High Performance Computing and Grid in Asia Pacific Region, International Conference on (2004)
Omiya Sonic City, Tokyo, Japan
July 20, 2004 to July 22, 2004
Hidemoto Nakada , National Institute of Advanced Industrial, Japan
Satoshi Matsuoka , Tokyo Institute of Technology, Japan
Yoshio Tanaka , National Institute of Advanced Industrial, Japan
Satoshi Sekiguchi , National Institute of Advanced Industrial, Japan
We describe the design and implementation of a fault tolerant GridRPC system, Ninf-C, designed for easy programming of large-scale master-worker programs that take from few days to few months for its execution in a Grid environment. Ninf-C employs Condor, developed at University of Wisconsin, as the underlying middleware supporting remote file transmission and checkpointing for system-wide robustness for application users on the Grid.
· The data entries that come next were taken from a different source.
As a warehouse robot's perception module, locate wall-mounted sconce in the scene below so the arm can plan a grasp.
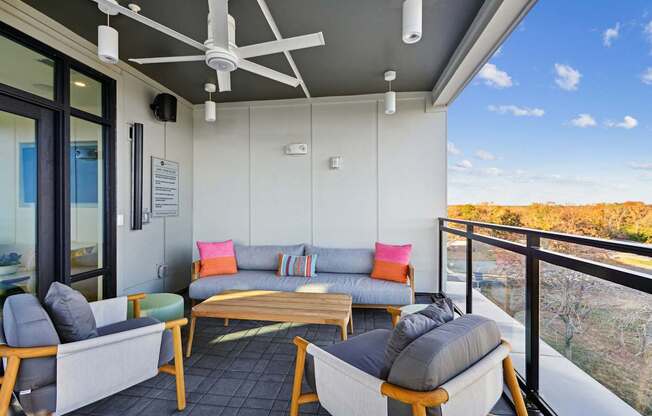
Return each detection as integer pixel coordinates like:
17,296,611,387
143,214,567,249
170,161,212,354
330,156,343,170
385,71,396,115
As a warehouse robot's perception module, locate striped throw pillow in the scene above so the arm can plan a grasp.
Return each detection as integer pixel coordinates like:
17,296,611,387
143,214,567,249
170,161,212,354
276,253,317,277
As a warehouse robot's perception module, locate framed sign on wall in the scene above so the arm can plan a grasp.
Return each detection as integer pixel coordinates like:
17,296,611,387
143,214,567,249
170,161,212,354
152,157,179,217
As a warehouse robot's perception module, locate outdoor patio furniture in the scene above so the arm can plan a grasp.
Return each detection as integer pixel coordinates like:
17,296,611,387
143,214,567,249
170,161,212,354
190,244,414,309
0,294,187,416
186,290,353,357
129,293,183,322
290,315,527,416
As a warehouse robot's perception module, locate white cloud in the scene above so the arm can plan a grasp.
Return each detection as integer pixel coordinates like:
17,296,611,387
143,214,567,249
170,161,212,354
475,149,496,160
488,105,546,117
602,23,620,48
454,159,473,170
478,64,514,88
628,162,652,170
571,113,598,128
446,142,462,156
555,64,582,91
604,116,638,130
641,67,652,85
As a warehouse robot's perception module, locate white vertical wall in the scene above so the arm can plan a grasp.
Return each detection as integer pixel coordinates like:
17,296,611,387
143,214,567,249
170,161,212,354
193,93,446,292
0,0,193,295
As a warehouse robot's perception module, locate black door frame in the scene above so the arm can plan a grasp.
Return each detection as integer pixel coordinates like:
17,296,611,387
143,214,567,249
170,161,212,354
0,22,117,299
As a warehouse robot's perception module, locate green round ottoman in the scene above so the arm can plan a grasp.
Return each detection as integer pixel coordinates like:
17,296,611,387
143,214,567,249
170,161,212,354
128,293,183,322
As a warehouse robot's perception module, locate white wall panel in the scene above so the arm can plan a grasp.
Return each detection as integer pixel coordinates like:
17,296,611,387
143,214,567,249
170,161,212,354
248,104,311,244
312,100,378,247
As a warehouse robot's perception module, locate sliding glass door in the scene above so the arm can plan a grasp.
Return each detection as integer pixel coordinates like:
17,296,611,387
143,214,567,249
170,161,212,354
0,22,116,301
0,96,56,303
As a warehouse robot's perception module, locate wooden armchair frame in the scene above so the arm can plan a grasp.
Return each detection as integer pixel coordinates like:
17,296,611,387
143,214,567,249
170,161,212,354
290,337,527,416
0,293,188,416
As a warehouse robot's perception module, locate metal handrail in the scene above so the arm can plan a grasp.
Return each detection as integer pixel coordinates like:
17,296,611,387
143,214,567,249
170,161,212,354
437,217,652,414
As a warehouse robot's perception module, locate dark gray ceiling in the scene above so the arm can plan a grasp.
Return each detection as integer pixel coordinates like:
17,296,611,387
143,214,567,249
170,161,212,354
23,0,483,103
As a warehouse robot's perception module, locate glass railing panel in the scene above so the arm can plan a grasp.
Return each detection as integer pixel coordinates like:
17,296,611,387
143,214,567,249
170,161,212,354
539,262,652,415
473,241,525,374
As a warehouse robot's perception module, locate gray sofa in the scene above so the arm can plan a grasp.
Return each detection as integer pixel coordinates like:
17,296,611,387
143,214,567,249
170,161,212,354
189,244,414,307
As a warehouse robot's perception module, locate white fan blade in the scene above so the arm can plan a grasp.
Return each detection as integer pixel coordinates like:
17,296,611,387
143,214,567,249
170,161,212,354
238,59,300,87
217,71,231,92
93,0,206,52
208,0,229,50
235,32,325,59
129,55,206,65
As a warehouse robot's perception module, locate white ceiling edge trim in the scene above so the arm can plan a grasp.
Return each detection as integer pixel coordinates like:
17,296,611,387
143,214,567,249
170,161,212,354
0,0,193,108
258,0,311,98
188,91,436,110
433,0,537,107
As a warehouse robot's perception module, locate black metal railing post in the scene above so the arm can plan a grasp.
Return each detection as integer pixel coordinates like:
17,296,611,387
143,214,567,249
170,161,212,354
525,233,541,392
437,218,444,294
466,224,473,313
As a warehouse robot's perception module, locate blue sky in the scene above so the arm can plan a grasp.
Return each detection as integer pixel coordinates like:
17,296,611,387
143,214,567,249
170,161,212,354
448,0,652,205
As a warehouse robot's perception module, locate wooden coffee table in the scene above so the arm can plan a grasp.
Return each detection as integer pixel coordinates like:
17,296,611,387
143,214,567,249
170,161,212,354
186,290,353,357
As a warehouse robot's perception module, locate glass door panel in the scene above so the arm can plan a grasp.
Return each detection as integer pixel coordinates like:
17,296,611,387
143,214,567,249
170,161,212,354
70,117,104,277
0,111,38,302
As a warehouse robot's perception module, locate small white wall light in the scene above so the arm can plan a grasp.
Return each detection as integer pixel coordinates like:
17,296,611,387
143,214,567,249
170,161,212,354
403,0,423,44
204,83,217,123
330,156,342,170
97,0,120,64
385,71,396,115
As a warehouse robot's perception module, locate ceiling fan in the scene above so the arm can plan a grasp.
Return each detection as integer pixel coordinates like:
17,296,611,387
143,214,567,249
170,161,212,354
93,0,325,92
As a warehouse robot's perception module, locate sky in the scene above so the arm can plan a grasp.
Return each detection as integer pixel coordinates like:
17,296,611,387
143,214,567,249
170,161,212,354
448,0,652,205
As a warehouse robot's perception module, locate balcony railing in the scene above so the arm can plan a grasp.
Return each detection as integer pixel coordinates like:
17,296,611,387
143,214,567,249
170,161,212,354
438,218,652,415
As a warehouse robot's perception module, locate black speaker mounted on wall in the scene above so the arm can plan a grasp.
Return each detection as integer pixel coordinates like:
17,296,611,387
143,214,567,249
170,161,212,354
149,93,177,123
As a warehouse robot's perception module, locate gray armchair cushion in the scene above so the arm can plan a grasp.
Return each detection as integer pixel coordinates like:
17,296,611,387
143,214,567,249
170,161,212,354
2,294,60,391
97,316,174,367
388,315,500,391
235,244,304,270
43,282,97,343
306,245,374,274
305,329,391,391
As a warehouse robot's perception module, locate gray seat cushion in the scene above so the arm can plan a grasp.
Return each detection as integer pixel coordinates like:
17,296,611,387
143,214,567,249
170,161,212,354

Ninf-C layers all the GridRPC communication and task parallel programming features on top of Condor in a non-trivial fashion, assuming that the entire program is structured in a master-worker style-in fact, older Ninf master-worker programs can be run directly or trivially ported to Ninf-C. In contrast to the original Ninf, Ninf-C exploits and extends Condor features extensively for robustness and transparency, such as 1) checkpointing and stateful recovery of the master process, 2) the master and workers mutually communicating using (remote) files, not IP sockets, and 3) automated throttling of parallel GridRPC calls; and in contrast to using Condor directly, programmers can set up complex dynamic workflow as well as master-worker parallel structure with almost no learning curve involved. To prove the robustness of the system, we performed an experiment on a heterogeneous cluster that consists of x86 and SPARC CPUs, and ran a simple but long-running master-worker program with staged rebooting of multiple nodes to simulate some serious fault situations. The program execution finished normally avoiding all the fault scenarios, demonstrating the robustness of Ninf-C.
Y. Tanaka, H. Nakada, S. Sekiguchi and S. Matsuoka, "The Design and Implementation of a Fault-Tolerant RPC System: Ninf-C," High Performance Computing and Grid in Asia Pacific Region, International Conference on(HPCASIA), Omiya Sonic City, Tokyo, Japan, 2004, pp. 9-18.